The following lists events that happened during 1971 in Singapore.

Incumbents
President: Yeoh Ghim Seng (Acting) (23 November 1970 to 2 January), Benjamin Henry Sheares (starting 2 January)
Prime Minister: Lee Kuan Yew

Events

January
 1 January – The Monetary Authority of Singapore was established to regulate the financial sector and as Singapore's central bank.
 2 January – Dr Benjamin Henry Sheares becomes the second President of Singapore.
 3 January – Jurong Bird Park opens to the public.
 14–22 January - Singapore hosts the 18th Conference of the Commonwealth Heads of Government Meeting.
 29 January – The Preservation of Monuments Board was established to identify and safeguard buildings of great historical value and recommend as national monuments.

February
 1 February – The National Sports Promotion Board is formed to promote and develop sports in Singapore.

March
 15 March – The Staff Training Institute (now the Civil Service College) is established to train civil servants.

April
 15–16 April - Singapore, United Kingdom, Malaysia, Australia and New Zealand sign the Five Power Defence Arrangements. The agreement comes into effect on 1 November the same year.
 23 April -
The Shangri-La Hotel Singapore is opened.
The first Concept Plan is unveiled, which proposes a 'Ring Plan'.

July
 14 July – The Jurong Drive-in Cinema is opened as Singapore's first and only open-air drive-in cinema.

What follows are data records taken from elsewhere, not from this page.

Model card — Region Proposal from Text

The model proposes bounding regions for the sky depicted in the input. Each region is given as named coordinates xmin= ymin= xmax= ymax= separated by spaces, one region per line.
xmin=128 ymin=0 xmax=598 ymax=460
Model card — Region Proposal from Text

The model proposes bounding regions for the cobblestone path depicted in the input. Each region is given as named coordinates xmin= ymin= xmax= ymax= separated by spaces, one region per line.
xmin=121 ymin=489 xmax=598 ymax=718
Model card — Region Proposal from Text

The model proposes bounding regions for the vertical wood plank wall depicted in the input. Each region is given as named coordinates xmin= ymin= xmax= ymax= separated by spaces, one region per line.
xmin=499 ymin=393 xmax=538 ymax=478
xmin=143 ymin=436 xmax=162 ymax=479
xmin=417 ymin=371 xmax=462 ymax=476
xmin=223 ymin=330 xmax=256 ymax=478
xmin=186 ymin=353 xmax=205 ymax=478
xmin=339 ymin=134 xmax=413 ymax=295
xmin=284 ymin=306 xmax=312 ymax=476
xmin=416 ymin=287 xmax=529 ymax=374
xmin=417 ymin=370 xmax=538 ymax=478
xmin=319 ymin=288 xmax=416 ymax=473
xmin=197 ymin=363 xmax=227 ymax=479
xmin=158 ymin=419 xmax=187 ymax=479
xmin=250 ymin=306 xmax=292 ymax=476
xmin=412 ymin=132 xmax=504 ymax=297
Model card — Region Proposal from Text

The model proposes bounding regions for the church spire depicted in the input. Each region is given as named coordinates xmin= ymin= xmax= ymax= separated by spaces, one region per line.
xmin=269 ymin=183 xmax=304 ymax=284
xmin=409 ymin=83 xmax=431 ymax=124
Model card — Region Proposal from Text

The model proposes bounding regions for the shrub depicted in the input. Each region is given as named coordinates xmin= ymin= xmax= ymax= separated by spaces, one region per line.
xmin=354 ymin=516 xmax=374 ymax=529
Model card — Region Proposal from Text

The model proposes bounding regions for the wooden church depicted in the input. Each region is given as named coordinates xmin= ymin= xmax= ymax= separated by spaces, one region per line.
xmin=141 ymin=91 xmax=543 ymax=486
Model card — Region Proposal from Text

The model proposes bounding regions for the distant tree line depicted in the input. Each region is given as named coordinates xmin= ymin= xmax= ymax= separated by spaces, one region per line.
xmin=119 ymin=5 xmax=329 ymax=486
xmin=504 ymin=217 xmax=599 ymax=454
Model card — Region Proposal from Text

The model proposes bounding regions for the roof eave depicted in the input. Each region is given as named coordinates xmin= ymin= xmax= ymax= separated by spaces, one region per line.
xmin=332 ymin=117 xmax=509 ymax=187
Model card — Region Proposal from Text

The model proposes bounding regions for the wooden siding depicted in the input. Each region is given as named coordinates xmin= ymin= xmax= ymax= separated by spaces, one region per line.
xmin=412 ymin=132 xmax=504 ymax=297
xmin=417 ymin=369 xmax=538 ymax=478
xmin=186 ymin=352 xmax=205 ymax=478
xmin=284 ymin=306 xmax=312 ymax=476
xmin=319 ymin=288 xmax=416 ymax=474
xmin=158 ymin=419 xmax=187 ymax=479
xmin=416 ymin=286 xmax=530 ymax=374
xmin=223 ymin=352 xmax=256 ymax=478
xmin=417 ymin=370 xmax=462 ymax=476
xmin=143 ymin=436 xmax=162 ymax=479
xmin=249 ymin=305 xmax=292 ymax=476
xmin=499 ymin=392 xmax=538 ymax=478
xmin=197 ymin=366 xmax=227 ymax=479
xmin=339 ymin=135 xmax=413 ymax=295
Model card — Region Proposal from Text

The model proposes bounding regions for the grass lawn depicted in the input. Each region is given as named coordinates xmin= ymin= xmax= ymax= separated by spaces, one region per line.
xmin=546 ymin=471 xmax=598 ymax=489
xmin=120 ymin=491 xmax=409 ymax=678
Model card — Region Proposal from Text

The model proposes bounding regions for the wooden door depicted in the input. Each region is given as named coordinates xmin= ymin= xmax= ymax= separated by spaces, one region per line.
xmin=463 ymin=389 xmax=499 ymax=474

The cinema operated for 15 years until its closure on 30 September 1985.
 30 July – Singapore's first sex reassignment surgery is performed on a 24-year-old who becomes a woman after the surgery, led by Dr S. S. Ratnam. The surgery is declared a success.

October
 23 October – The Sentosa Satellite Earth Station is officially launched, making it Singapore's first Satellite Earth Station.
 31 October – The last British military forces withdraws from Singapore.

November
 2 November – The Central Narcotics Bureau is set up to tackle the problem of drugs in Singapore.
 7 November – The first Tree Planting Day is launched by Dr Goh Keng Swee in Mount Faber.

December
 1 December – The Singapore Traction Company ceases operations.
 2 December – The Clean Air Act is passed to deal with pollution caused by early industrialisation.
 29 December – The Gold Bars Triple Murders saw a gold merchant and his two employees robbed and killed by a group of 10 men. Seven of the 10 men were sentenced to death for the crime; the remaining three were indefinitely detained for lengthy periods before their release.

Date unknown
 Tower 1 of Mandarin Orchard Singapore is opened.

Births
 27 January - Fann Wong - Actress.
 30 January - Bryan Wong - Actor
 23 July - Christopher Lee - Malaysia-born Singaporean actor.
 Daren Shiau - Writer, lawyer, environmental activist.
 Selena Tan - Producer, director, writer and actress.